In this episode, I’m diving into:
As I mentioned in this episode, I will make mistakes with my language, word-choice, and understanding, and I most certainly do not have all the answers, but my inbox is always open to sit with you as you rumble with your own.
Hey, hey, y’all! And welcome back to the show. We have a very important topic today, but like most things there are griefs and there are joys and before we get into the griefs today, I wanted to start of with some celebrations.
I am fresh back from an amazing retreat with Leslie Tagorda where I got to go hang out with her team, do a little business coaching & planning for 2024 for her and her next phase of growth while also wine tasting in Napa Valley, floating in hot springs in Calistoga, and having delicious meals every night!! It was glorious and definitely something we’re making a tradition out of.
We went to the same resort this time last year and mapped out her revised framework for her body of work and being able to go back a year later with almost all of it created was a powerful co-reflection for us both. It’s been a massive, massive achievement to see her give birth to her membership, her certification, and most importantly her certification pre-work for her AstroBrand® method this past year.
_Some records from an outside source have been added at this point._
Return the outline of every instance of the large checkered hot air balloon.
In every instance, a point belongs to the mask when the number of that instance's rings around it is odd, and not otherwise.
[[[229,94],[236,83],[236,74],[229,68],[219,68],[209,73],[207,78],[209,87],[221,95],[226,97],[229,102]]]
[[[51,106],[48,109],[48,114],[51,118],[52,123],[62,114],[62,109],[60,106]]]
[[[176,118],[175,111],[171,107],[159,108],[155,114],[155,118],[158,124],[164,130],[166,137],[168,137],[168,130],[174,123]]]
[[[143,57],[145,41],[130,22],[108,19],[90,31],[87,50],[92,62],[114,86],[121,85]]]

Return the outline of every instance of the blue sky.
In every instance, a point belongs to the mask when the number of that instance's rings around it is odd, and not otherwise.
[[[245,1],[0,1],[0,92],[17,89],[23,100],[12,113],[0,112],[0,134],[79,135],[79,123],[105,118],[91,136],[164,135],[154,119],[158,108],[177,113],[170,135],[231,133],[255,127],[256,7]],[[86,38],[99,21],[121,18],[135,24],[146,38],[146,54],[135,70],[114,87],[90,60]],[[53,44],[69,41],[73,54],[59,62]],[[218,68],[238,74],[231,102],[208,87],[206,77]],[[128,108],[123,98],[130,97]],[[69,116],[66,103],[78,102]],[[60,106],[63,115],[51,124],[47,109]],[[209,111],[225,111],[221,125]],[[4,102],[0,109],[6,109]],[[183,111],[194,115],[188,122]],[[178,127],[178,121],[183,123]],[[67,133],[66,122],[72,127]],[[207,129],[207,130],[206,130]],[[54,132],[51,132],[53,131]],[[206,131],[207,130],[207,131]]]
We’ve had several talks on her podcast about how we intentionally designed her membership to be a content creation container for her that would give rise to her certification so to see it all come to fruition has been a very powerful thing to witness.
If you’re not familiar with Leslie, she works with entrepreneurs and other changemakers to leverage their star powers to show up as their fullest expression in the world. As a brand astrologer, she also teaches others how to leverage their one of a kind astrology to highlight their strengths, clarify their soul customers, choose aligned color palettes and visual brand elements, and even hone their messaging all based on the stars.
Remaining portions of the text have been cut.